Tuesday, August 27, 2013

A Prairie Protest Revisited

I am not sure how to get into today's post.  The Prairie Grlz never intended for this blog to be a forum for our political views, although both of us are very passionate about what is going on in Wisconsin right now.  I'll try to sidestep the politics a bit, and focus on the emotions.

Yesterday I came as close as I'd ever imagined to being arrested. In fact, I may have been arrested.  I was told that I had been identified as an unlawful protester. I was asked if I would leave. I said I would not.  My sign was torn from my hands, and then the police officer reached for my hands to cuff me.

That is when a scuffle broke out on the other side of the capitol rotunda, and the officer ran to assist.  I picked up my sign and continued singing.  The police left, taking several protesters with them.  I assumed that they would come back for me, but they didn't.  
After the last protest song echoed through that great expanse, I packed up my sign, and song book, and headed for the door.  I wasn't quite sure if I was evading my own arrest, but no one yelled after me.  I did check over my should a few times.

So I escaped a misdemeanor charge and a $200 fine.  Part of me is relieved.  It is the end of the summer, and I haven't seen a real paycheck since June.  I can't afford the fine.  This was my fifth trip to the capitol, and each time I saw people around me taken away--a 14 year-old, a clergy-person  a firefighter, an 80 year-old. The capitol police force is not substantial enough to arrest all, so they single out up to 20 people a day.  I figured my time would come, and I guess this was the day--sort of.  Disappointed?  A bit. Perhaps more than a bit.  I wouldn't have been there if I wasn't sure of my convictions.

And what was I thinking about as I stood among those lawless Americans?  Well, I thought a lot about my mom.  She was an ardent supporter of Dr. Martin Luther King, Jr. I was about ten when she told me about peaceful civil disobedience, and tried to explain how important it is.  How sometimes you have to break a bad law in order to get a better law passed.  How you can't always accept what those in power tell you, even when you are scared. 
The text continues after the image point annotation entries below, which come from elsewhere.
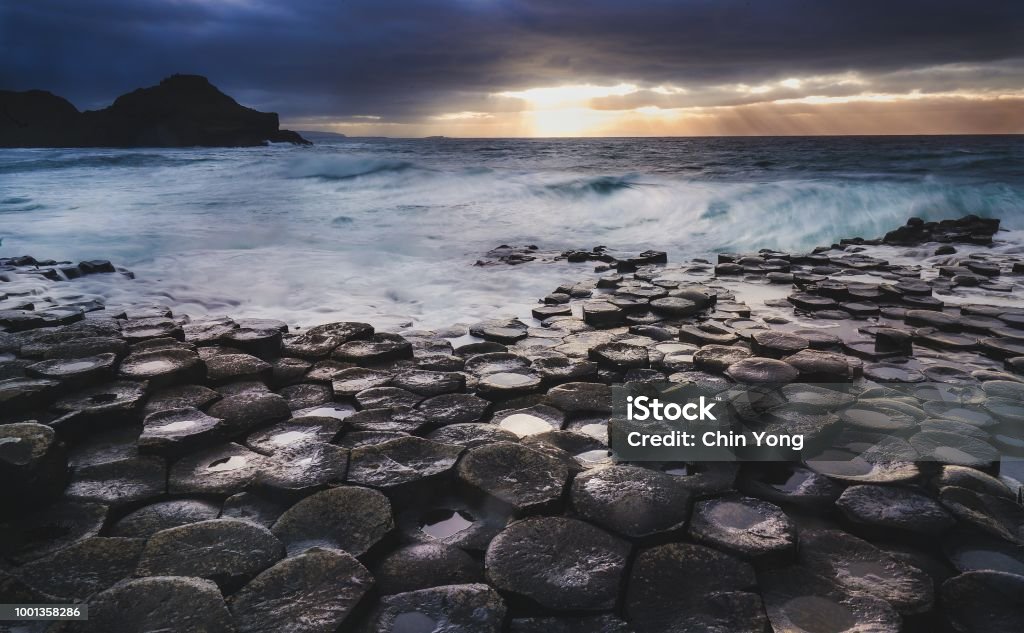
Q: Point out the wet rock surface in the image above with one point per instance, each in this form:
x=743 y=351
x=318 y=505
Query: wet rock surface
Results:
x=161 y=603
x=227 y=551
x=352 y=519
x=560 y=563
x=631 y=501
x=469 y=469
x=456 y=607
x=313 y=591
I thought about my daughters and grandchildren.  My youngest came with me to the capitol one day.  After the hour-long protest, she joined me from the observers' balcony.  She hugged me and told me how proud she was of me.  What an incredibly sweet moment.
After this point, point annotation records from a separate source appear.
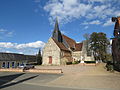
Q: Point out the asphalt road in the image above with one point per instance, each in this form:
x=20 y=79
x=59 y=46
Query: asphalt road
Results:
x=12 y=80
x=32 y=81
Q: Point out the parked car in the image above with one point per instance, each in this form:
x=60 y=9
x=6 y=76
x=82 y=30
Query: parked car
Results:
x=26 y=66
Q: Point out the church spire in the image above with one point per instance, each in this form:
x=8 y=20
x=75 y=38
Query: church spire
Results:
x=56 y=25
x=56 y=33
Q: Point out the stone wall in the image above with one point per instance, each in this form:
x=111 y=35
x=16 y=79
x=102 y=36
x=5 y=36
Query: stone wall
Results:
x=51 y=49
x=76 y=55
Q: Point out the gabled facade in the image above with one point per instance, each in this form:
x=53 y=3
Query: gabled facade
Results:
x=61 y=49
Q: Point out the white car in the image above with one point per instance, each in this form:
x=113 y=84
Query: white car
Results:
x=26 y=66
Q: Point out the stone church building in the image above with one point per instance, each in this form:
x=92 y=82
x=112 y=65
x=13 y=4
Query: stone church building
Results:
x=61 y=49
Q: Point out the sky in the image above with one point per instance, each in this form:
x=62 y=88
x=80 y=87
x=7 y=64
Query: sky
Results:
x=26 y=25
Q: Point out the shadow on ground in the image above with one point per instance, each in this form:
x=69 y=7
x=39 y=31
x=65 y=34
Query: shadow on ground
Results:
x=6 y=79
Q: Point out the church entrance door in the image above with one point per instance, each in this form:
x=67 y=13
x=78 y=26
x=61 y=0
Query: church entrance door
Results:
x=50 y=59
My youngest, Maia, is on the far left with Prairie Eydie.
This was my last day at the noon protest.  Summer break is over, and I have to be in school this morning at 8 AM.  I feel sad.  I will miss the camaraderie, the quirkiness, the essence of Madison.  As I brown-bag-it at my desk, I will be at the capitol in spirit.
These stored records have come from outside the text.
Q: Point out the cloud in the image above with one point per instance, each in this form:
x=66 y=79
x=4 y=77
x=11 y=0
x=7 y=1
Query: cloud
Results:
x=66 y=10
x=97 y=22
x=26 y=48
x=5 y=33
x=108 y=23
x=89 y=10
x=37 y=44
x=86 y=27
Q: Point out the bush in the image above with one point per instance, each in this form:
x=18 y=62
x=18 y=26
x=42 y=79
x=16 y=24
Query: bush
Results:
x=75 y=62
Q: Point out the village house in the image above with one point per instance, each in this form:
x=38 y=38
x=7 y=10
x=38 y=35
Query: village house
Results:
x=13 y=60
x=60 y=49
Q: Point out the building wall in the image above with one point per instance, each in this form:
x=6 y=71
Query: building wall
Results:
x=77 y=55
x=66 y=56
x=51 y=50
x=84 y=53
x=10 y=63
And this is a picture of the Wisconsin State Capitol that I took last Saturday.  My farmers' market stand enjoys this view every week.  I love this building and what it stands for.  Inside the rotunda dome is a gorgeous mosaic of Lady Justice.  I've been thinking about her a lot lately. 

In a pensive mood,
Prairie Sherry


  1. I found the videos of Monday's arrests particularly disturbing after seeing the film "The Butler" on Sunday...

    Blessings to all the singers for their courage. Blessings to you for sharing your thoughts, demonstrating your strength and for a gorgeous photo of our Capitol!

  2. I mourn for what that defiled temple to democracy has become. I think of all the times over the years that we have come to worship, practicing the sacraments; lobbying, testifying, protesting, observing. By the sacred name of Eugene Orowitz, we will cleanse that place and make it holy once again. Mark my words.